In 2014, Mend-Ooyo participated in the joint calligraphy exhibition Sky, Sun and Partnership, held at the Blue Moon Art Gallery, in celebration of the 40th anniversary of Mongolian-Japanese cultural relations. The line-up of artists included public figures such as the Mongolian President Tsakhiagiin Elbegdorj, then Mongolian Prime Minister Norovyn Altankhuyag and the Japanese Prime Minister Shinzō Abe. The Sky, Sun, Partnership exhibition traveled to Japan in March, 2015. Mend-Ooyo opened the exhibition, which was held at the Itochu Aoyama Art Square. Some of the exhibited pieces were to be auctioned for charity, the proceeds donated to volunteer groups to support the recovery of the area affected by the 2011 Great East Japan earthquake.

== Themes in Mend-Ooyo's poetry ==
In an interview Simon Wickham-Smith says: "The idea of traditional Mongolian culture is paramount to Mend-Ooyo. He is trying to keep the nomadic spirit alive in spite of modernization" He adds "Mr. Mend-Ooyo is arguably the most important poet in Mongolia today, and certainly the one with the most presence, though some of the newer generation might say he is a bit stuck in the past."

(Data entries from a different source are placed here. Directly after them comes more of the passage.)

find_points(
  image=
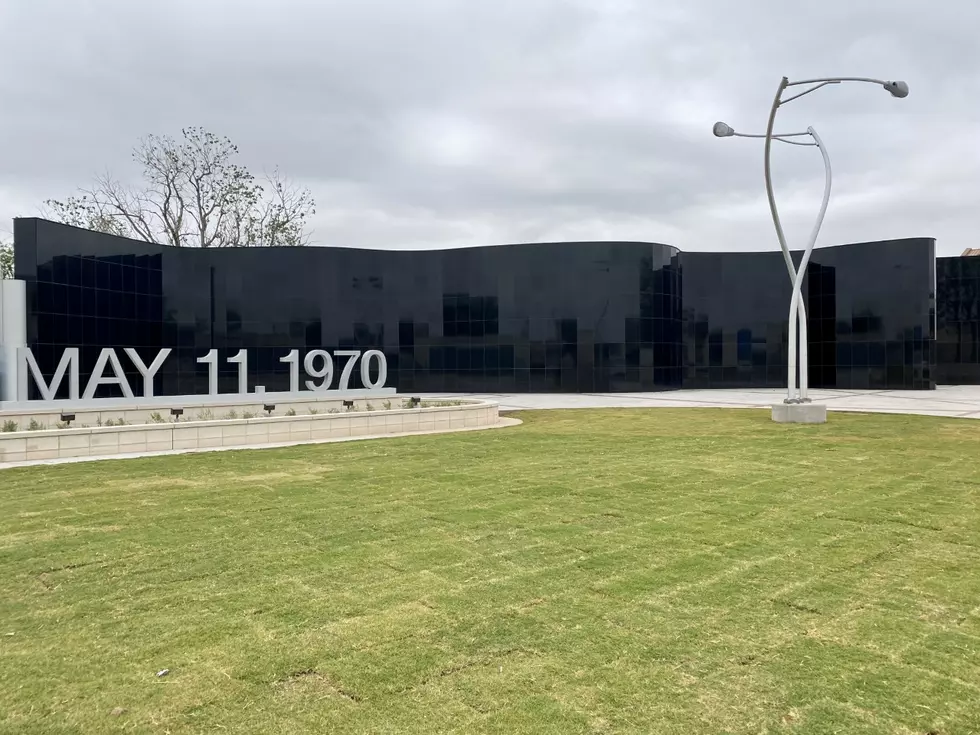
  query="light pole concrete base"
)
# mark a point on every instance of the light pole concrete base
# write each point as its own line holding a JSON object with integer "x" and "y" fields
{"x": 799, "y": 413}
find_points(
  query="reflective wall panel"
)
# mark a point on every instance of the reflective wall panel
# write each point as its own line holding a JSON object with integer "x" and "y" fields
{"x": 569, "y": 317}
{"x": 958, "y": 320}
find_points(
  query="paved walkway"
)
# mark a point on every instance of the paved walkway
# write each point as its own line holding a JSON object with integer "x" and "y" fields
{"x": 955, "y": 401}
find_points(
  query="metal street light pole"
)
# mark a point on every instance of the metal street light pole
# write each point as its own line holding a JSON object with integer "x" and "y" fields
{"x": 797, "y": 312}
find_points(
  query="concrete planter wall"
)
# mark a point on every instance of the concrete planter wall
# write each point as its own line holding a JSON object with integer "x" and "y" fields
{"x": 142, "y": 413}
{"x": 22, "y": 446}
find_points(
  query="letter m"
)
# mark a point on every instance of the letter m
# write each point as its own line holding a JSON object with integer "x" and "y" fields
{"x": 28, "y": 365}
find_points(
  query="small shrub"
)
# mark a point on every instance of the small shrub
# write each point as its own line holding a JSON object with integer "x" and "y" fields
{"x": 437, "y": 404}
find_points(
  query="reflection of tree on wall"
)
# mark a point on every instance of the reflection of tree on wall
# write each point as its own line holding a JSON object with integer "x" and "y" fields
{"x": 6, "y": 260}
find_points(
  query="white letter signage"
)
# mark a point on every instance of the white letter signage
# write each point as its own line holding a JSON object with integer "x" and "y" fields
{"x": 318, "y": 366}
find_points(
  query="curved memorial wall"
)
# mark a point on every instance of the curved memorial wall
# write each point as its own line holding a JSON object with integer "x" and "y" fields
{"x": 571, "y": 317}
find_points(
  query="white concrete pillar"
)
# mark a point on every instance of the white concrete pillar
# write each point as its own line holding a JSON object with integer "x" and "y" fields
{"x": 13, "y": 333}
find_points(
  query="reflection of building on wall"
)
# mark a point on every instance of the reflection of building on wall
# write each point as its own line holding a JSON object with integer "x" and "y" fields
{"x": 958, "y": 320}
{"x": 574, "y": 317}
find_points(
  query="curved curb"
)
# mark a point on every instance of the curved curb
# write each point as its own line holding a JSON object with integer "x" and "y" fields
{"x": 503, "y": 423}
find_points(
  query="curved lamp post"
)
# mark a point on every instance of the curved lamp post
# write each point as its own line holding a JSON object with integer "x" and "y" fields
{"x": 797, "y": 311}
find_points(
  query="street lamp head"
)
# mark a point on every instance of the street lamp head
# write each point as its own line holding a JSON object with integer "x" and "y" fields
{"x": 723, "y": 130}
{"x": 897, "y": 89}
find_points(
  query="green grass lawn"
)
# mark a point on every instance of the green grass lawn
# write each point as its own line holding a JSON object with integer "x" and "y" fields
{"x": 662, "y": 571}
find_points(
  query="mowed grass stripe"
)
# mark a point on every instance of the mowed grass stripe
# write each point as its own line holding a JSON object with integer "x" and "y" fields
{"x": 590, "y": 571}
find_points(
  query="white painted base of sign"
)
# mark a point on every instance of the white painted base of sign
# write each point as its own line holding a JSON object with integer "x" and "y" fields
{"x": 197, "y": 401}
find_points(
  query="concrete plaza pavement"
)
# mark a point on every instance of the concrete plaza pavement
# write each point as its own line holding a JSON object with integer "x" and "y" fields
{"x": 958, "y": 401}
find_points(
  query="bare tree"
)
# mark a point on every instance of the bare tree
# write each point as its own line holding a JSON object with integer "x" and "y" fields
{"x": 193, "y": 194}
{"x": 6, "y": 260}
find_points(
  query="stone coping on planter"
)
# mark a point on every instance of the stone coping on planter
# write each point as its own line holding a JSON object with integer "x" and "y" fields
{"x": 27, "y": 446}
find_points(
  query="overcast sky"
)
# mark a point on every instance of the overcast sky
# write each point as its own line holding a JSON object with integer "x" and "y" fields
{"x": 440, "y": 123}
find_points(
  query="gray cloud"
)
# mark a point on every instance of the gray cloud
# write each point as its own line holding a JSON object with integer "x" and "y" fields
{"x": 444, "y": 122}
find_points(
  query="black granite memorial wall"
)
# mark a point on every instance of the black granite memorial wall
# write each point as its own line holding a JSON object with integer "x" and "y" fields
{"x": 571, "y": 317}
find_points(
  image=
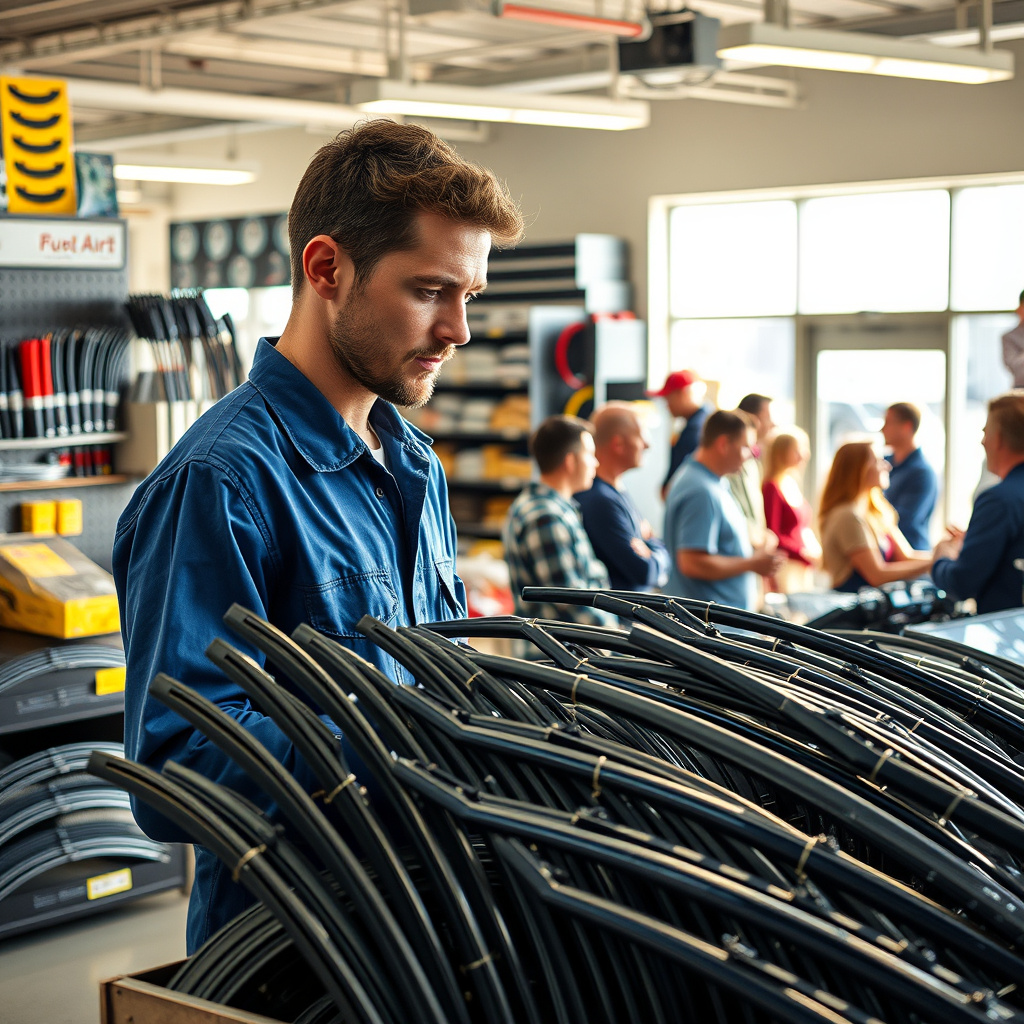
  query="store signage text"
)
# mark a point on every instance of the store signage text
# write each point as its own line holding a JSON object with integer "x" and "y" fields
{"x": 74, "y": 244}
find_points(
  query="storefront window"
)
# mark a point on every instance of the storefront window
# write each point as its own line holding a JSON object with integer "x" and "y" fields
{"x": 740, "y": 356}
{"x": 733, "y": 259}
{"x": 883, "y": 253}
{"x": 987, "y": 256}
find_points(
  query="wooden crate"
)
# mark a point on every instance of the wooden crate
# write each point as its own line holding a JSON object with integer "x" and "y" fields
{"x": 141, "y": 998}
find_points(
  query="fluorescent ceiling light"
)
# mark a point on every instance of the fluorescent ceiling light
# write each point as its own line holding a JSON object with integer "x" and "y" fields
{"x": 565, "y": 19}
{"x": 765, "y": 43}
{"x": 470, "y": 103}
{"x": 194, "y": 170}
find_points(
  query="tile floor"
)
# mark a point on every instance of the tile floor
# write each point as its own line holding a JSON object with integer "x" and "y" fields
{"x": 52, "y": 976}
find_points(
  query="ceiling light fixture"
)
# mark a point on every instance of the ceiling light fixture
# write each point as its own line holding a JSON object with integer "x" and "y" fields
{"x": 860, "y": 53}
{"x": 470, "y": 103}
{"x": 184, "y": 170}
{"x": 565, "y": 19}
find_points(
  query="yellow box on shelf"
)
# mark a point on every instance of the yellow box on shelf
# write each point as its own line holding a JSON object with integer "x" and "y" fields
{"x": 39, "y": 517}
{"x": 52, "y": 589}
{"x": 70, "y": 517}
{"x": 111, "y": 680}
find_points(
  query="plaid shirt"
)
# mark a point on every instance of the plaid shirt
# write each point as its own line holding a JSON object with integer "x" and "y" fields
{"x": 546, "y": 546}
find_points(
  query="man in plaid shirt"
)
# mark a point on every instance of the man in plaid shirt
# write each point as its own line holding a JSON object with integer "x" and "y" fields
{"x": 545, "y": 542}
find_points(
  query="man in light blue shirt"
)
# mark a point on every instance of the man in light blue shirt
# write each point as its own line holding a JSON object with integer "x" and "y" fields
{"x": 705, "y": 527}
{"x": 913, "y": 487}
{"x": 303, "y": 495}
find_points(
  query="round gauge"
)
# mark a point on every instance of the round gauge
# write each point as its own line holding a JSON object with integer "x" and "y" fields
{"x": 184, "y": 243}
{"x": 281, "y": 235}
{"x": 217, "y": 240}
{"x": 241, "y": 271}
{"x": 184, "y": 275}
{"x": 252, "y": 236}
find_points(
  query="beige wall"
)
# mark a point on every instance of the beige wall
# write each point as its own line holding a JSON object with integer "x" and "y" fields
{"x": 852, "y": 128}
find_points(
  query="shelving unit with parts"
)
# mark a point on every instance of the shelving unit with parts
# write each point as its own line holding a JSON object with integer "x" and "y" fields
{"x": 69, "y": 845}
{"x": 485, "y": 402}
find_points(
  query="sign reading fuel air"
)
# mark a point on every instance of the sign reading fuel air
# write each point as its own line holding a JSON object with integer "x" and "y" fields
{"x": 79, "y": 244}
{"x": 35, "y": 126}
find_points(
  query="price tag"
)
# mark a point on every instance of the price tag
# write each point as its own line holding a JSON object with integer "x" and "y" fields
{"x": 107, "y": 885}
{"x": 110, "y": 681}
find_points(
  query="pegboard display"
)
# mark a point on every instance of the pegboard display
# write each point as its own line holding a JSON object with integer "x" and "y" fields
{"x": 36, "y": 299}
{"x": 64, "y": 273}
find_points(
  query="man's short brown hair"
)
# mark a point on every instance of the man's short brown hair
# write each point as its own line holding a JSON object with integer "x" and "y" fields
{"x": 555, "y": 438}
{"x": 1007, "y": 413}
{"x": 724, "y": 424}
{"x": 366, "y": 187}
{"x": 906, "y": 412}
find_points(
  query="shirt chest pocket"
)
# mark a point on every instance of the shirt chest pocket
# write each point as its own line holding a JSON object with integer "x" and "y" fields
{"x": 441, "y": 591}
{"x": 334, "y": 607}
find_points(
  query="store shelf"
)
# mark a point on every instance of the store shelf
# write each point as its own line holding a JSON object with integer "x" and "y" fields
{"x": 506, "y": 485}
{"x": 480, "y": 436}
{"x": 483, "y": 530}
{"x": 475, "y": 387}
{"x": 65, "y": 481}
{"x": 68, "y": 440}
{"x": 64, "y": 893}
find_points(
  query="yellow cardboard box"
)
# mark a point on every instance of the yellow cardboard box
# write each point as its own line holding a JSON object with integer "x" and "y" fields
{"x": 47, "y": 586}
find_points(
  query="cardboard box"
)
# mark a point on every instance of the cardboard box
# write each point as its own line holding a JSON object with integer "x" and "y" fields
{"x": 47, "y": 586}
{"x": 133, "y": 998}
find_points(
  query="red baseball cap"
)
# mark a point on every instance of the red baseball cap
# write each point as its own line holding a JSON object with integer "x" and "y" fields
{"x": 676, "y": 381}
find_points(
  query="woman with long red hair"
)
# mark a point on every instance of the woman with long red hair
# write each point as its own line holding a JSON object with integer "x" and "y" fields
{"x": 787, "y": 512}
{"x": 860, "y": 539}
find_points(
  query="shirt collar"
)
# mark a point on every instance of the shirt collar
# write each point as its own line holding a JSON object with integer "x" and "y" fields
{"x": 541, "y": 489}
{"x": 320, "y": 434}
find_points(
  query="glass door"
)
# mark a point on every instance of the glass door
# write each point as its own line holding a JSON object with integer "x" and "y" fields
{"x": 856, "y": 372}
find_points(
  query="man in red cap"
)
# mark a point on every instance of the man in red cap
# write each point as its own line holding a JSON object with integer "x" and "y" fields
{"x": 684, "y": 393}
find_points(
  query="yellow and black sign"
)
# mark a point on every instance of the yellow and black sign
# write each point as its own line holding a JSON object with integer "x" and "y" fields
{"x": 35, "y": 120}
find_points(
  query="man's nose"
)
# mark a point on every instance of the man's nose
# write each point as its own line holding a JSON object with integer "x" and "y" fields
{"x": 454, "y": 326}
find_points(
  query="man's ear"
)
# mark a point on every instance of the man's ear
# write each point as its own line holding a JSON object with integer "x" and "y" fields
{"x": 328, "y": 268}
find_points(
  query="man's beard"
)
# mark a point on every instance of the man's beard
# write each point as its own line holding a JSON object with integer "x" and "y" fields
{"x": 358, "y": 343}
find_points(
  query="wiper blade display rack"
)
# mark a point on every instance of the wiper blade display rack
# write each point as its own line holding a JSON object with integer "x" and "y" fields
{"x": 705, "y": 814}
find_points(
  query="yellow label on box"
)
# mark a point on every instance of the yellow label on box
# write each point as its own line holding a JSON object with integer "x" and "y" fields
{"x": 107, "y": 885}
{"x": 69, "y": 517}
{"x": 110, "y": 681}
{"x": 39, "y": 517}
{"x": 36, "y": 560}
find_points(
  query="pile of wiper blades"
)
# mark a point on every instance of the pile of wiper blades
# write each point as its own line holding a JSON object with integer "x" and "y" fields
{"x": 705, "y": 815}
{"x": 52, "y": 813}
{"x": 196, "y": 354}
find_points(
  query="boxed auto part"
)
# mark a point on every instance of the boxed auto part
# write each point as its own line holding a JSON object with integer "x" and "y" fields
{"x": 47, "y": 586}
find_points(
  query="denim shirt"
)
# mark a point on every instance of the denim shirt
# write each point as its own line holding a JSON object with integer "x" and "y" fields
{"x": 272, "y": 501}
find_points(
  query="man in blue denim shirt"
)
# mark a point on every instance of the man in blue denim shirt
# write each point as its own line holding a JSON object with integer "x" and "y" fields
{"x": 981, "y": 562}
{"x": 303, "y": 495}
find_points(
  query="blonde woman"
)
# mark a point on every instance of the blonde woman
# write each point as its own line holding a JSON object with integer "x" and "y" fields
{"x": 861, "y": 542}
{"x": 787, "y": 512}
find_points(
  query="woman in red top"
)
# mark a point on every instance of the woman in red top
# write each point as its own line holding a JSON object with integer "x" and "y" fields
{"x": 787, "y": 513}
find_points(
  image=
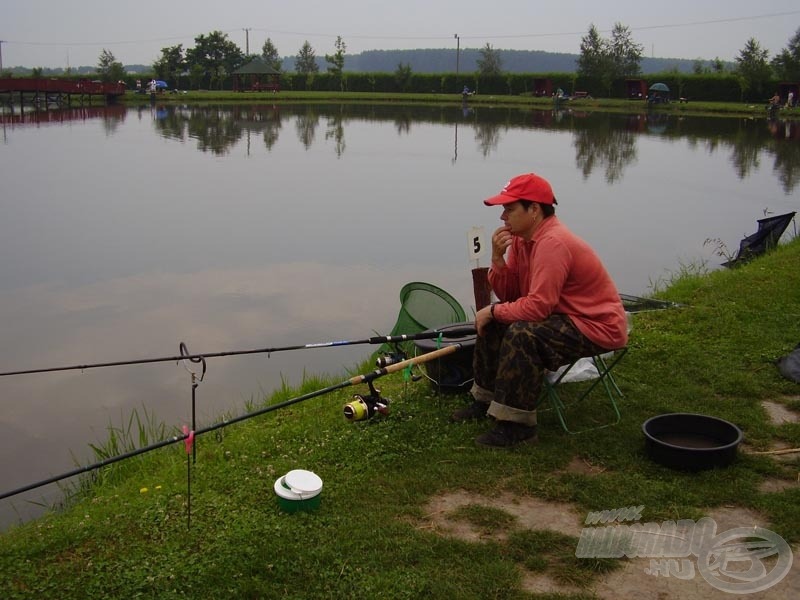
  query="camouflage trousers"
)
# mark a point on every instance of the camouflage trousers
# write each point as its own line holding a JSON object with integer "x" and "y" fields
{"x": 510, "y": 361}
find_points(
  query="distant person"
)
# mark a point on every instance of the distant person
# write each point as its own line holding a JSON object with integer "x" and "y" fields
{"x": 557, "y": 303}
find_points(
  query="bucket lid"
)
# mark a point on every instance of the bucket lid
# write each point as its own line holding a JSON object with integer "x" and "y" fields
{"x": 284, "y": 492}
{"x": 305, "y": 483}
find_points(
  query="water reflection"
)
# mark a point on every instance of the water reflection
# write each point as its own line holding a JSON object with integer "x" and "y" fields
{"x": 232, "y": 227}
{"x": 603, "y": 142}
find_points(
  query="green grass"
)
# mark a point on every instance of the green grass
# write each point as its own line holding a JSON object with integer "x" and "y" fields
{"x": 371, "y": 537}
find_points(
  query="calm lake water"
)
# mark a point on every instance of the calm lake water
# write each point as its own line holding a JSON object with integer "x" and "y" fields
{"x": 125, "y": 232}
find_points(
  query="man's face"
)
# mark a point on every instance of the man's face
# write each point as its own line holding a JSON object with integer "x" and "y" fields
{"x": 520, "y": 220}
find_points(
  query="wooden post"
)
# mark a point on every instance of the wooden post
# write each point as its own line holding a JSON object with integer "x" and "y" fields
{"x": 481, "y": 288}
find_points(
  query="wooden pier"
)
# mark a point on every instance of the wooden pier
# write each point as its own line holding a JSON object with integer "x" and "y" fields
{"x": 41, "y": 92}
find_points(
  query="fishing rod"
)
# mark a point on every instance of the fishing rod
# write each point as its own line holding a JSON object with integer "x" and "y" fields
{"x": 389, "y": 339}
{"x": 188, "y": 436}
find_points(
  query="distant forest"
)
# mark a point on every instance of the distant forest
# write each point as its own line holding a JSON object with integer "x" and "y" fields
{"x": 442, "y": 61}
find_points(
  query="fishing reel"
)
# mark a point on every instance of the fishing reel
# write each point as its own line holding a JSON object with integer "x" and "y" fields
{"x": 362, "y": 408}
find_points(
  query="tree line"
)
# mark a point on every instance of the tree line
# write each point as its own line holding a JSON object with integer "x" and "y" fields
{"x": 210, "y": 63}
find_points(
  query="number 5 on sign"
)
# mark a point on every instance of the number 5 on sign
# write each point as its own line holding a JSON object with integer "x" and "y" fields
{"x": 476, "y": 243}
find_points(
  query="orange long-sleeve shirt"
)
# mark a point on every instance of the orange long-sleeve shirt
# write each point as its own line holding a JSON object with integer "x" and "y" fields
{"x": 557, "y": 272}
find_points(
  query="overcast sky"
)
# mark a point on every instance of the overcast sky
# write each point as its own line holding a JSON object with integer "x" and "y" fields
{"x": 47, "y": 33}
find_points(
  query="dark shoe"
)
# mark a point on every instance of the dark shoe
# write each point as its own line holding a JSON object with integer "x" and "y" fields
{"x": 476, "y": 410}
{"x": 507, "y": 434}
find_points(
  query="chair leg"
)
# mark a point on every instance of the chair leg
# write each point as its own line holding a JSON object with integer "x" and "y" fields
{"x": 609, "y": 385}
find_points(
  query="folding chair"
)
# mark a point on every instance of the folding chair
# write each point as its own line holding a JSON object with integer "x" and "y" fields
{"x": 604, "y": 364}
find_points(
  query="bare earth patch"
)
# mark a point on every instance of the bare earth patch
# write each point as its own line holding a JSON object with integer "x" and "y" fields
{"x": 779, "y": 413}
{"x": 631, "y": 580}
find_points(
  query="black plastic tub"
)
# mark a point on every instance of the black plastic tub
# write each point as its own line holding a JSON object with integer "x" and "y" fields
{"x": 691, "y": 442}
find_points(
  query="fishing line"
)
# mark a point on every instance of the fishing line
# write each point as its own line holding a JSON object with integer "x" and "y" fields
{"x": 460, "y": 332}
{"x": 189, "y": 436}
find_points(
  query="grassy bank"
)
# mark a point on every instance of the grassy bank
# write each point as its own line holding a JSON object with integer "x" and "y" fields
{"x": 602, "y": 104}
{"x": 374, "y": 535}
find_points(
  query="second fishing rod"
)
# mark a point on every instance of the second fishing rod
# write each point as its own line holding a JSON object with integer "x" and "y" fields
{"x": 186, "y": 355}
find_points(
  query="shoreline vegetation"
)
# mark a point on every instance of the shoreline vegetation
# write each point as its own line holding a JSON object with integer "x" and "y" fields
{"x": 728, "y": 109}
{"x": 376, "y": 534}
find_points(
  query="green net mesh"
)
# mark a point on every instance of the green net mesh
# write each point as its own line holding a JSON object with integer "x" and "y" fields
{"x": 424, "y": 306}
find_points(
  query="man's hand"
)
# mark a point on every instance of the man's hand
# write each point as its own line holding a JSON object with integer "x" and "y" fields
{"x": 501, "y": 240}
{"x": 482, "y": 318}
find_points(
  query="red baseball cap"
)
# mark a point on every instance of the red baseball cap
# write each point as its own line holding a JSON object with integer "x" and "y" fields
{"x": 528, "y": 186}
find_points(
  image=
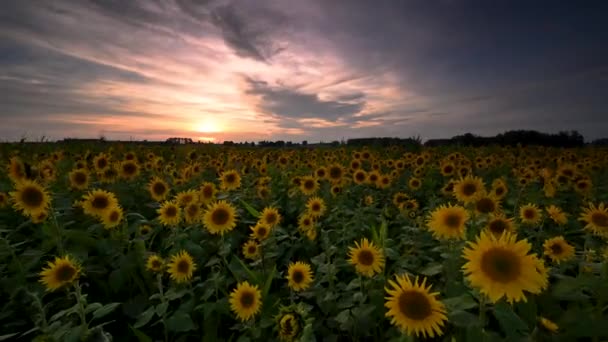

In the same article for the WSJ, Bavuudorj Tsogdorj, 43 years old and an exponent of the younger generation of Mongolian poets, expresses his belief that "his increasingly urbanized countrymen will eventually appreciate their nomadic tradition." He continues: "Younger poets are now writing with European thoughts and styles, but they will come back to Mongolian poetry and thoughts someday. At that time Mend-Ooyo will be really valuable." He adds: "Mend-Ooyo is Mongolia's poetry representative — he is a genuine nomadic poet."